By blending the complicated reality with the complex fantasy, Iñárritu has achieved nothing short of a cinematic masterpiece that, sadly, could not be realized by the Anglo establishment in Hollywood.

Thus, a new age in international cinema has arrived, and while “Birdman” may not be the box office blockbuster that the fictional early 1990s series featured in this film was, it’s a blockbuster in the sense that it has officially put a stamp on a new age for Latin filmmakers.

It should also be noted that Iñárritu’s considerable accomplishment with the film “Birdman” comes with no Hispanics cast in any of the film’s main roles. Naomi Watts and Andrea Riseborough are English. Edward Norton and Zach Galifinakis are as American as contemporary American cinema can get.

Yet, the lone visible Latin star carries the film; he has no dialogue but can be heard throughout.
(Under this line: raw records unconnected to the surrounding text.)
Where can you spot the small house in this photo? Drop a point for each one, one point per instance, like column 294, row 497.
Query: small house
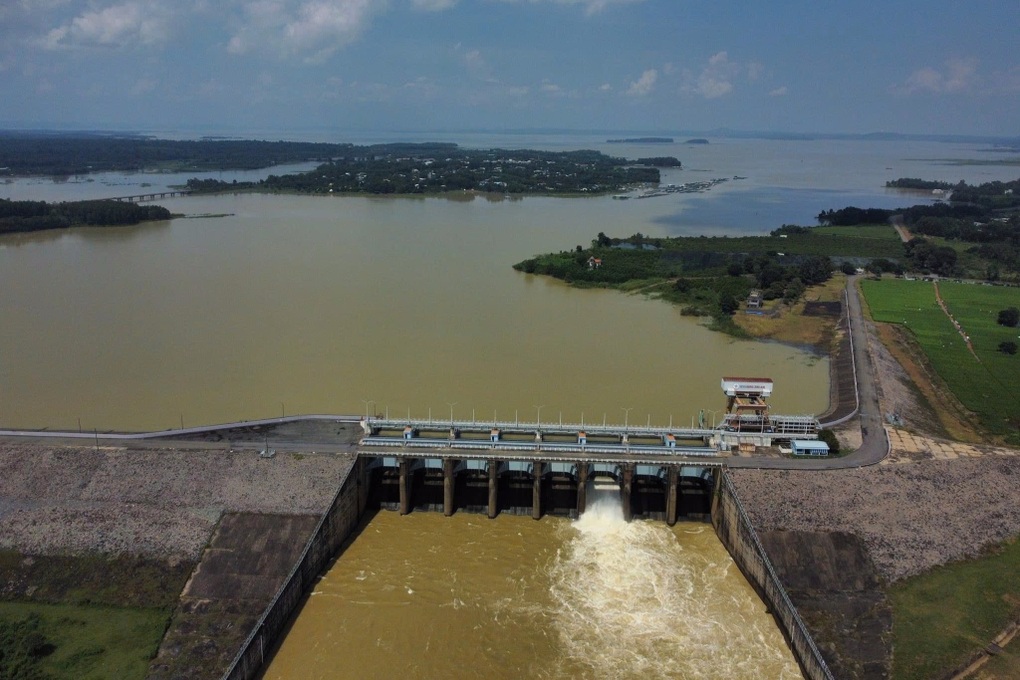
column 809, row 448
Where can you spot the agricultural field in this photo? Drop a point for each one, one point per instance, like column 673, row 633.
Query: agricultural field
column 875, row 232
column 983, row 379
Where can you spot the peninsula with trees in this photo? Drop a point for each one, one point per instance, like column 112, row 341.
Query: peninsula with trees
column 442, row 168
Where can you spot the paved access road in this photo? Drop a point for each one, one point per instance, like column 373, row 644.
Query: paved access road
column 241, row 434
column 875, row 443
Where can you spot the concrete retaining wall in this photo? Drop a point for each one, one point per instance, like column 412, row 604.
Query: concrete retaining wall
column 334, row 528
column 736, row 533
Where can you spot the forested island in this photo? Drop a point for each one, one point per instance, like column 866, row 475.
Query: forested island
column 81, row 153
column 377, row 168
column 18, row 216
column 643, row 140
column 440, row 168
column 974, row 236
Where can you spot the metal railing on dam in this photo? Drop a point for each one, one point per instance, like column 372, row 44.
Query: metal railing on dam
column 737, row 533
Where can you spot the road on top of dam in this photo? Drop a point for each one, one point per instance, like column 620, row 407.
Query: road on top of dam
column 317, row 432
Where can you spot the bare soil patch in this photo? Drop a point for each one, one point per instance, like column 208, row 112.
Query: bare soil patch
column 912, row 389
column 792, row 325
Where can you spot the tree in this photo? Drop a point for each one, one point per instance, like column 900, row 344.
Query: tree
column 1009, row 317
column 728, row 305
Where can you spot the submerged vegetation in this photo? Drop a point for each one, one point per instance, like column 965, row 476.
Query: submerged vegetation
column 37, row 215
column 69, row 154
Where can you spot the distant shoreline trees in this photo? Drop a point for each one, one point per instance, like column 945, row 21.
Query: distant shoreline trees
column 20, row 216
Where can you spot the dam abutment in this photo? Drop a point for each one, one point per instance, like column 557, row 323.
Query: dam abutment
column 334, row 529
column 737, row 534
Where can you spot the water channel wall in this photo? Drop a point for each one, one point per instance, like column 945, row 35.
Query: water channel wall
column 736, row 533
column 334, row 528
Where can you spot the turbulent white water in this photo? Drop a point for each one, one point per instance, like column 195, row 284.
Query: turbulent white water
column 630, row 600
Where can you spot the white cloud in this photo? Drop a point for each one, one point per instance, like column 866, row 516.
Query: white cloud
column 645, row 84
column 432, row 5
column 143, row 87
column 117, row 25
column 958, row 75
column 716, row 79
column 317, row 28
column 591, row 6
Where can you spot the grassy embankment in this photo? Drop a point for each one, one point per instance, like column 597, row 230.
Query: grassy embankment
column 84, row 617
column 941, row 618
column 697, row 274
column 983, row 383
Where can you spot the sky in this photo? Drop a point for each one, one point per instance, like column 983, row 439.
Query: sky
column 240, row 66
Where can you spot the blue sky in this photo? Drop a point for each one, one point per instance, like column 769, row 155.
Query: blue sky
column 656, row 65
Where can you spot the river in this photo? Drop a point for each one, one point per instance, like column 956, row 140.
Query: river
column 428, row 596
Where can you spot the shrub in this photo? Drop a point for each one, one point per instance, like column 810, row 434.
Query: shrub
column 1009, row 317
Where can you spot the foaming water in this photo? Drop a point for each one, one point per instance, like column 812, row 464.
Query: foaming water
column 428, row 596
column 630, row 599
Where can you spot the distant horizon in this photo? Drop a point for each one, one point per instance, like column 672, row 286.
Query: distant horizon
column 945, row 68
column 679, row 136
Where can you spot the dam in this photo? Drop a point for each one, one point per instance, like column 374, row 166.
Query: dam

It’s Mexican jazz drummer Antonio Sanchez, who carries Iñárritu’s direction, voice and vision from start to finish.

Whether Mr. Keaton wins the Academy Award for Best Actor opposite one Bill Murray, another 1980s icon who has reinvented himself following a starring turn in Sofia Coppola’s not-so-unsimilar-to-“Birdman” 2003 classicLost In Translation,” is not the issue here.

What matters is what Iñárritu has put on the screen, and how the Age of the Latin Filmmaker has been cemented with a cinematic masterpiece.